AUSTIN (KXAN) — After nearly a week without power, Daylon Garcia was finally able to turn on the lights at Curra’s Hyde Park Tuesday afternoon.

“It was a big joy and then, ‘Okay, we have a lot of work to do now,'” she said.

He said he realized last Wednesday that they lost power.

“From that point on, it’s basically a, you know, countdown of how long you have before, things get really bad,” Garcia said.

And it didn’t take long for things to get really bad. By the weekend, Garcia said they were throwing away thousands of dollars worth of spoiled food.

He said they lost tens of thousands of dollars during the week through bad food and lost income.

“One night of an ice storm and then we’re closed for a week and nobody has answers,” Garcia said. “A kind of feeling almost like a sense of abandonment and helplessness.”

Star of Texas Veterinary Hospital began bringing patients back Tuesday after also losing power about a week ago.

“Sending people home, having doctors do telehealth visits over the phone just to assess whether we need to refer patients to another hospital,” explained Nova Servatious, a customer care specialist at the hospital.

He said patients and staff were inside when the facility was blacked out.

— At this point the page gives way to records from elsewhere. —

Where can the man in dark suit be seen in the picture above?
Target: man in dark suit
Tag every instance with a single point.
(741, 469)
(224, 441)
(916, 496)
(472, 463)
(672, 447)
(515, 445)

The facility usually has 75-85 appointments per day and was closed for 4 1/2 days due to the blackout.

“So at that point, we had to really shuffle and come together and figure out which emergency hospitals had the power so that we could triage and send patients there if needed,” Servatious said.

Hospital administrators estimate he lost between $60 and $75,000 for the week.

They are still looking at an appointment backlog for routine appointments like wellness checkups and vaccines.

“We have been able to successfully reschedule these appointments or make telehealth appointments whenever possible thanks to the hard work, ingenuity and collaboration of our entire team,” said Hospital Administrator Dana Wile.

Garcia said it was a moment of relief to be able to turn the lights back on, but her customers will still be offline until Thursday.

“Now the process of making all that food and catching up on all of our favorite menu items begins,” she said.

Another shock for the 30-year-old family business after COVID-19 and the February 2021 storm.

“It’s just, you know, a punch in the gut,” Garcia said. “Looking into next year: what if it happens again? What if it happens a year later? How many days, how many weeks are we going to lose… business because a power outage or a tree falls on a line, and then no one is around to fix it and the city won’t give you answers?

“It seems like the blame moves from person to person and from year to year, it’s someone else’s fault, but there never seems to be any change,” she added.

The Garcia family set up a Go Fund Me page to help reimburse Curra’s roughly two dozen Hyde Park employees who were unable to work.

The goal is set at $5,000, and the family has said they will match that amount.